# this aint good



## bigblackbrute (Jun 3, 2009)

well guys this what my brand new HL belt nt the 3gx bt the regular one looked like jus after two rides on it. gt my dayco xtx and almond spring in today. i will never buy another HL belt agian. hears the link to a pic of it cause i cant figure out how to post pics from myspace on hear. 








http://c1.ac-images.myspacecdn.com/images02/135/l_0c6b7e2109e94a259eaed2f60e0bfa14.jpg


----------



## DTX (Mar 24, 2010)

FYI, the Dayco XTX and the HL 3GX are supposed to be the same belt. Everything I have heard about them is good. Everything I have heard about the regular ones is bad, real bad.


----------



## bigblackbrute (Jun 3, 2009)

yea thats what i heard to bout the regular ones and i knw for a fact now that its true. i hear nothing bt good about the xtx. hope it holds up to my brand new 31s


----------



## Metal Man (Dec 17, 2008)

I fixed the pic for you.


Yeah most of use could have told you the HL belt is a wast of money. Its a total piece of **** IMO. The Dayco XTX and the HL 3GX are supposed to be better. I got a pic of a HL belt some were around here that looks about like that pic above after one ride.

Good luck with the XTX

The new


----------



## bigblackbrute (Jun 3, 2009)

thanks metla man for fixing my pic. that was the second hl belt i had the first one took one heck of a beating and went through alot of abuse guess that i jus gt lucky with the first one. the second one was 80 bucks down the drain. hope the xtx is alot better andi hear that it is


----------



## Metal Man (Dec 17, 2008)

Heres you a HL belt with 1/2 a ride on it. And i'm telling you it seen NO mud worth mentioning that day before it broke. We were trail riding when it let go. Not sure if heat got it or what happened.
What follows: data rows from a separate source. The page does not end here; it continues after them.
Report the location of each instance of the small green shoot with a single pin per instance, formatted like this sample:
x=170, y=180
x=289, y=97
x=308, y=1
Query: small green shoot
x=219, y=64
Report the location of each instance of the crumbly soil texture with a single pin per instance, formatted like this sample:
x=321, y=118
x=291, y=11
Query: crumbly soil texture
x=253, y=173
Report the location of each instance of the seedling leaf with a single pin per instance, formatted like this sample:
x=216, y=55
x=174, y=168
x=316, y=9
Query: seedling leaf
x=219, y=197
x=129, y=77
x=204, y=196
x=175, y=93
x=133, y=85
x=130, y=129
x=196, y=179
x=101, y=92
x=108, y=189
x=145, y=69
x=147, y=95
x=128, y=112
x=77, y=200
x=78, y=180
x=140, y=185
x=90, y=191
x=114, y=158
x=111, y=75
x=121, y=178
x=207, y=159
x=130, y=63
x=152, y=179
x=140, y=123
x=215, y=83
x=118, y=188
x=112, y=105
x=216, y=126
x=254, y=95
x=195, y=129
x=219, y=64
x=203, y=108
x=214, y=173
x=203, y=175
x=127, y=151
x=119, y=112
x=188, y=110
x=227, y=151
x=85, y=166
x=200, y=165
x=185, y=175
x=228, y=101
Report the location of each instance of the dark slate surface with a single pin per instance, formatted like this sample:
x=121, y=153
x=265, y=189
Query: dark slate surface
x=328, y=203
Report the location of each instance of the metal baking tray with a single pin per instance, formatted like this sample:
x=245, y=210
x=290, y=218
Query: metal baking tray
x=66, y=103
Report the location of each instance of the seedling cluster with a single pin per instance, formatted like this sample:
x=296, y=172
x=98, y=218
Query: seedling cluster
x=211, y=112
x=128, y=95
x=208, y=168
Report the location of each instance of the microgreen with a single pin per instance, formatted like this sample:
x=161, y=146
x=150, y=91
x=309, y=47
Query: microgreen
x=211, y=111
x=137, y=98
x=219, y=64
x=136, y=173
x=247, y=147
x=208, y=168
Any ways there were 6 brutes in the group. All of use had stock belts except this guy. He was the only one with belt trouble that day as well. I'm not picking on HL. Its just that belt is crap!


----------



## 650Brute (Dec 18, 2008)

Zero issues outta my xtx...


----------



## bigblackbrute (Jun 3, 2009)

man that suks for him. im glad that mine made it back to the truck and didnt break on me. good to hear about ur xtx


----------